The results of this study agree with findings from other studies suggesting that lumpectomy followed by radiation is as good as mastectomy for many young women diagnosed with early-stage breast cancer. The results should be reassuring for young women who would prefer having lumpectomy rather than mastectomy. Still, there are medical and personal reasons that may make mastectomy a better choice for some women:
- the cancer is large, has spread to lymph nodes, or is in multiple locations in the breast
- lumpectomy was unsuccessful
- a woman has higher-than-average risk for recurrence or another, new breast cancer (these women may choose to have both breasts removed to greatly reduce risk)
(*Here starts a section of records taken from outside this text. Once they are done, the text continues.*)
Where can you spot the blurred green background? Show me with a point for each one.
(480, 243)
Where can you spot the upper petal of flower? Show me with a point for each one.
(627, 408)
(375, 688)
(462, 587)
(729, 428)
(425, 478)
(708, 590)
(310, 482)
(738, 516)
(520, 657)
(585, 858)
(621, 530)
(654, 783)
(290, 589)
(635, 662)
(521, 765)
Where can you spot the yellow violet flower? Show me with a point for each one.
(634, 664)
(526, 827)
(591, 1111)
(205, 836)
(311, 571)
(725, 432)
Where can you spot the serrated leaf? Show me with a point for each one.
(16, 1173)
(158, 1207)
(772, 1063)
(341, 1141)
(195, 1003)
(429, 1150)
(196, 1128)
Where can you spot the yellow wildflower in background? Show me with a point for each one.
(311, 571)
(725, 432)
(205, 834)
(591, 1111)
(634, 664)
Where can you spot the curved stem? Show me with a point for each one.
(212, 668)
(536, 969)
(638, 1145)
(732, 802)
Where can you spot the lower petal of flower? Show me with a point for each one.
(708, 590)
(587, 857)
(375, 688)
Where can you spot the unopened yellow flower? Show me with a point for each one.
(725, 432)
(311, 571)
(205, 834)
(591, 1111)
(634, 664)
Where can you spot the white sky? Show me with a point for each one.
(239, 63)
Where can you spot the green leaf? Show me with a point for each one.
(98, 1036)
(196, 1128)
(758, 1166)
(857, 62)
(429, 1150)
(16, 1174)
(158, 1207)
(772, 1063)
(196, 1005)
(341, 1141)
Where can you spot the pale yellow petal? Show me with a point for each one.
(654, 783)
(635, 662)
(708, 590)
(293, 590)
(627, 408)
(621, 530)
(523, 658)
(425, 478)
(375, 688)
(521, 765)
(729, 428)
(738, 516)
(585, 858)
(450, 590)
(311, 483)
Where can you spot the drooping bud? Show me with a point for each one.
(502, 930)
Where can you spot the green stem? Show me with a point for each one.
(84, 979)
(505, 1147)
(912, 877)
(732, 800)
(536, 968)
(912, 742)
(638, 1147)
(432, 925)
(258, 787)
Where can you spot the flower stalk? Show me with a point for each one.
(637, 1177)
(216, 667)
- reducing the risk of recurrence or another, new breast cancer diagnosis, even in women without higher-than-average risk
- avoiding radiation therapy
- better cosmetic and reconstructive options
Although there has been a trend for young women to choose mastectomy over lumpectomy in recent years -- possibly because doctors and patients consider it a more aggressive, and therefore better, option for most women -- a 2009 study found that doctors are doing a good job of recommending the breast cancer surgery that makes sense based on a woman's specific situation. The study showed that most recommendations for mastectomy over lumpectomy were for specific, appropriate reasons, and that only 6.2% of the mastectomy recommendations were questionable.
If you've been diagnosed with early-stage breast cancer, you and your doctor will discuss a surgical approach that makes the most sense for you and your unique situation. It's a good idea to ask your doctor about the cancer characteristics that are influencing the surgery recommendation. Your surgery decision also should reflect your personal beliefs and preferences. Accurate information about the cancer, as well as a clear understanding of what you want, are essential to developing a treatment plan that makes the most sense for you.